Having worked in both very small and very large organisations he recognises that it is very difficult for large and well-established organisations to innovate in disruptive ways because they carry the weight of their past success, their existing way of thinking and their organisational complexities. They have cumbersome risk-mitigating decision processes to overcome before they can commit to an innovative approach and then huge difficulties to end the failing projects. They tend to be (too) late starting innovative projects and (too) late ending the invariably failing ones. “That makes it very hard for large organisations to think outside the square, take risks, place bets and take them off the table.” However, Stollmann has identified a number of approaches designed to ensure innovative culture is protected, not destroyed, through expansion.


How to foster an innovative culture

Innovation, according to Stollmann, is itself a discipline, which involves:

  1. A specific commitment to a highly iterative production schedule.
  2. A supportive workplace.
  3. A strong commitment to invest in new technology and processes.
  4. A culture where failure is accepted as a natural part of the creative process.

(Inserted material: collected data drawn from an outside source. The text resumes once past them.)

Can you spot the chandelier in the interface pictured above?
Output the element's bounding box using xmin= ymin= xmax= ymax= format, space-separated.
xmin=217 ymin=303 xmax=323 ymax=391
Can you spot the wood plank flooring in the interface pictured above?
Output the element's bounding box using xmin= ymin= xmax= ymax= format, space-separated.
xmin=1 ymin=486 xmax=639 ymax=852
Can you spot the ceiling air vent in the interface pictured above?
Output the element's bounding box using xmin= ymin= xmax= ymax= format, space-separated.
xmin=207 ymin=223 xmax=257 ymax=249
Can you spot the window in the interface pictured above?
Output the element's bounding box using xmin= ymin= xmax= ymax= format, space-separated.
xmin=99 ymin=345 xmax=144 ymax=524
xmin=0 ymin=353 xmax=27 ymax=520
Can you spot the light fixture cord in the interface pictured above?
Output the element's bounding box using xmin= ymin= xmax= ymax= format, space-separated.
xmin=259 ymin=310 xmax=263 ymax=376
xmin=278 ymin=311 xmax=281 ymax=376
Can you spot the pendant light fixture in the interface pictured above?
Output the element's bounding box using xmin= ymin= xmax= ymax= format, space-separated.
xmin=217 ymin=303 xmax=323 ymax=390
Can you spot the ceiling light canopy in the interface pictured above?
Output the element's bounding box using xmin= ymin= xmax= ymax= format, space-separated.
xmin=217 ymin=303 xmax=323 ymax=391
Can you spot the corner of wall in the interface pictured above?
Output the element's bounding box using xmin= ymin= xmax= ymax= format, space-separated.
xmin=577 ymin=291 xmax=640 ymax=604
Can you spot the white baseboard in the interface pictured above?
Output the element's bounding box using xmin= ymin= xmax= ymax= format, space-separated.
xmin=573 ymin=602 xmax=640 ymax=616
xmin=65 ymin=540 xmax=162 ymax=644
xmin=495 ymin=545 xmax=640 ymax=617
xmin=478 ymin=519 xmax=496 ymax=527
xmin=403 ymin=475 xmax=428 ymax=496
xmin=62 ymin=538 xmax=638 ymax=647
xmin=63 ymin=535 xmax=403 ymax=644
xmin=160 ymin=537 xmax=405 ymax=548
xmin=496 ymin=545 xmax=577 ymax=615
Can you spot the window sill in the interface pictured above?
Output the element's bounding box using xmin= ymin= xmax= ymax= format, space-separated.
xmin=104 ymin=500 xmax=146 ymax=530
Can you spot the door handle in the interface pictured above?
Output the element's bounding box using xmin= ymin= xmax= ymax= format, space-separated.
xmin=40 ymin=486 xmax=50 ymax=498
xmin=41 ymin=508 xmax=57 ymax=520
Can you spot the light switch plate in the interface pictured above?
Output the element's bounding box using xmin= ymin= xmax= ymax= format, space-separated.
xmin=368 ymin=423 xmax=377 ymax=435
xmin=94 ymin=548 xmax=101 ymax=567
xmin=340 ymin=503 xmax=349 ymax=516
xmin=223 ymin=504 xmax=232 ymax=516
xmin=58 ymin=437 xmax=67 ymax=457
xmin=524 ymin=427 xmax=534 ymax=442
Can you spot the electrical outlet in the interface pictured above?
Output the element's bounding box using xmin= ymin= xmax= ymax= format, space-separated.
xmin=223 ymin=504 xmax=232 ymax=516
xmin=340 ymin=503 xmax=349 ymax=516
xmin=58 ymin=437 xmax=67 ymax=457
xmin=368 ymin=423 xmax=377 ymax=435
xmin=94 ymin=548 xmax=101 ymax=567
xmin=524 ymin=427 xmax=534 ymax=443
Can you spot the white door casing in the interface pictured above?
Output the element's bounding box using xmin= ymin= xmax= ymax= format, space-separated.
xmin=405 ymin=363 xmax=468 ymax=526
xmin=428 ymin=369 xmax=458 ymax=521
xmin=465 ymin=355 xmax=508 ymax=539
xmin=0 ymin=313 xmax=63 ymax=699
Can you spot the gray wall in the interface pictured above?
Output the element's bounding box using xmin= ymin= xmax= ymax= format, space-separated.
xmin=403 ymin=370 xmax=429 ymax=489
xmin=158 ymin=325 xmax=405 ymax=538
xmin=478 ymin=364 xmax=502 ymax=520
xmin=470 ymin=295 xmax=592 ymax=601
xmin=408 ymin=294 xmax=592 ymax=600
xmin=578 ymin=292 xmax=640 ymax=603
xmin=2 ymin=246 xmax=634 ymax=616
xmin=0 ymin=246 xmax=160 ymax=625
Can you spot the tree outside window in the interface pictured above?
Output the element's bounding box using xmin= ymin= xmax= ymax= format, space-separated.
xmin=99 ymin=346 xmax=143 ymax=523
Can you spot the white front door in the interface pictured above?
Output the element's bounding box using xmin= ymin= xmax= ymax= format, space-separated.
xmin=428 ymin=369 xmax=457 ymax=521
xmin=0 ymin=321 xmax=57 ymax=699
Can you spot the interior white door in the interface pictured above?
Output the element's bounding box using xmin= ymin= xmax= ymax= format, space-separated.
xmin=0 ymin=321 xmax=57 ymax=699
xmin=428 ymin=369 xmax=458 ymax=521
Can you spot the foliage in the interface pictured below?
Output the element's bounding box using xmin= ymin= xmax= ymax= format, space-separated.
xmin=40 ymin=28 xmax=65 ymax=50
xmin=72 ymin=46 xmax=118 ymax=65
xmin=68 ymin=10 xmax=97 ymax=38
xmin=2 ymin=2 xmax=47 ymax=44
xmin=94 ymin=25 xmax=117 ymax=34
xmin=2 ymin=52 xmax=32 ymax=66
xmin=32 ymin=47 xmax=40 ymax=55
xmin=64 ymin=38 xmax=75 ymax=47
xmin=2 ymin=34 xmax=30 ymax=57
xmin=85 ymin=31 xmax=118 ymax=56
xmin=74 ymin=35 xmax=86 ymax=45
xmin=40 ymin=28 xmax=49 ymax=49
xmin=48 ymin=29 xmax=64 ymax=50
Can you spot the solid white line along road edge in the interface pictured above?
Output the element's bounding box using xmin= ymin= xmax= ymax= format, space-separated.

“The question is whether you have an appetite to aggressively protect your ability to create new stuff,” Stollmann says.

“You will always have a thousand things you need to do, and the resources to do just ten.

You need to strategically pick the ones on which you want to focus. “It is also important to attract talented staff, and then to get out of their way and let them get on with their job, so that they are willing to take risks and make new discoveries. “We advance in small steps and stories, we try something, if it works we move on, if it doesn’t we try something different,” Stollmann says. “Then we deliver changes in small increments every 14 days, our risks are smaller and we fail fast. We do not waste time and resources on the blind alleys.” Openness, respect and transparency are also key to unlocking innovation, according to Stollmann. “Being deeply innovative is above all about being culturally sophisticated, not only technologically,” Stollmann says. “It’s about making people feel respected as human beings and not feel like numbers.”